Varant Zanoyan [00:11:19]: So. So we did this, we did this exercise within Airbnb, right? Because we don't want to just be open sourcing anything for any reason. We were like, okay, what, you know, what is this doing in the market? What graph is this solving? And really what it came down to is kind of what we started off with, which is the compute stuff, right? The compute, the hardest part of actual data engineering challenge for AI and ML. Feast is an example of something that adds a lot of value kind of downstream of that, but it doesn't solve that main problem and never tried to. Feather is really Interesting. If you look at the documentation for it, it talks about all those problems, but then if you go and look at the implementation, there's a lot of to dos that never really got done, like streaming, aggregation, windowed aggregation. A lot of the compute stuff is where we were like, oh man, once you look a level deeper, it's like you kind of see that it never quite got there. And so we were like, okay, we are the only ones that have cracked this nut.

Varant Zanoyan [00:12:10]: And so we need to be out there. And this is a very valuable sort of contribution to the community.

Demetrios Brinkmann [00:12:14]: Yeah, I guess Feather, they released it and they wanted to see if there would be any uptick and people using it and how that would. And when they. I just don't think they got what they were looking for.

Varant Zanoyan [00:12:26]: Yeah, I think they had the right vision. I mean, you read that documentation and I think they hit the nail on the head on a lot of stuff. But I think when they got out there, there just wasn't enough of it there working really well. I mean, it took us a long time.

Nikhil Simha Raprolu [00:12:37]: It took us a long time.

Varant Zanoyan [00:12:37]: Really well, it's hard. I mean, I see why it never got. It was a grind for many, many years. And then I think the opportunity to work with Stripe before getting out there into the open source gave us a chance to really battle test it at a whole other company at scale and iron out all these things. And so by the time we went open source, the dream was real as opposed to. I think Feather had the vision, but I think by the time it got out there, from what we saw, the implementation was incredible. Quite there. But yeah, I mean, I don't mean to talk bad about any of these tools.

Varant Zanoyan [00:13:05]: Like, they're very impressive.
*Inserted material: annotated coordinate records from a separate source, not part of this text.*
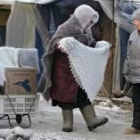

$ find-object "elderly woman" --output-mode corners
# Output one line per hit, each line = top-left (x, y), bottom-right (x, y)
(40, 5), (108, 132)
(124, 9), (140, 134)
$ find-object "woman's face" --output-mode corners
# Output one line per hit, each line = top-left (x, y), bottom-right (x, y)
(133, 19), (140, 30)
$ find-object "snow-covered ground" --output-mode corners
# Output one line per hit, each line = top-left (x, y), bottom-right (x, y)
(0, 95), (140, 140)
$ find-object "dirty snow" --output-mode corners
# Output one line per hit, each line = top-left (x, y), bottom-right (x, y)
(0, 94), (140, 140)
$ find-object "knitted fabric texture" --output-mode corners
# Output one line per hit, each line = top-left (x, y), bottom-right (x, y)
(59, 37), (110, 100)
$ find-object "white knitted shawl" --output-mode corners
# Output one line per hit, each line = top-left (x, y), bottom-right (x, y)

Demetrios Brinkmann [00:13:06]: No, I don't think you're talking bad. If anybody's talking about it, it's me calling a bastard. Jon Snow over there.

Varant Zanoyan [00:13:14]: Yeah, I mean they're, they're all like, they're all very interesting technologies, I think, I think we were unique in that. Like, we took our, like, we took the time to like, really make sure we nailed the hardest part of the problem. And I think that's what was unique about our open source.

Demetrios Brinkmann [00:13:28]: And so why was it so hard to get that working?

Nikhil Simha Raprolu [00:13:33]: There is a series of problems. Right. I think, like. But I'll maybe talk about the two main ones, I suppose. One is generating training data that is point in time. Correct. Right. So people already have a series of like, observations and labels associated with those observations.

Nikhil Simha Raprolu [00:13:53]: Like, I swiped my card like way down the line, you know, Someone said, this is fraud, you know, cloud money back through a chargeback or whatever. So they have these observations, logs of observations. All companies have these. And they're like, okay, when these observations happen, we need to create features at those points in time. So when I say point in time, correct training set. Like I have a new feature idea and I need to create those features at the observation point in history. That is a N cube problem. Essentially, if you do it the NIO SQL way, if you write a SQL query saying give me all the raw data at that point and then aggregate for every one of those observations, that blows up very quickly.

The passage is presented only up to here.